Почтальон изредка заходил и в дом обжигателя извести Оруша, принося ему письма от брата Тане. Тот продолжал предостерегать:
«Не забывайте, что вулкан всегда остается коварным зверем, даже если дым прекратился. Он может начать извергаться именно тогда, когда люди этого меньше всего ждут…»
Оруш, не распечатывая, бросал эти наводящие тоску послания в печку.
Тане писал еще долго, наконец перестал. Прошел слух, что его убило молнией. Правда, она, не задев, ударила в землю, но от испуга у него случился разрыв сердца. И люди заключили: видно, смерть уже шла следом, только Тане не ведал, где догонит…

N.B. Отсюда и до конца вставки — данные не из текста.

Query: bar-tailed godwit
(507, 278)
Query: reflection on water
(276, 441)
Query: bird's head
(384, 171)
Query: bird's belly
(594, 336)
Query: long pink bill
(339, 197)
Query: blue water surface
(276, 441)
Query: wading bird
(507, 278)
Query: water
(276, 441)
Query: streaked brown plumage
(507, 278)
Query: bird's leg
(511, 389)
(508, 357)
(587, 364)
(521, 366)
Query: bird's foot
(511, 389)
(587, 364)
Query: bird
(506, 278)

Переполошил село лавочник Цветко. Супруга его скончалась, измученная неотвязными думами о сыне. А сам он закрыл свое торговое заведение. «Пусть все катится к дьяволу! — заявил он. — Мне не для кого больше работать!» И пошел бродить по окрестностям. Люди встречали его за селом, он приходил к церковной ограде, которую построил вместе с женой, стучал по ней киркой — хотел разрушить. Снимал шапку, закидывал голову и, глядя в небо, богохульствовал: «Господи! Пусть будет проклято имя твое! Знал бы наперед, не тебе, а самому Сатане обещал бы сына!»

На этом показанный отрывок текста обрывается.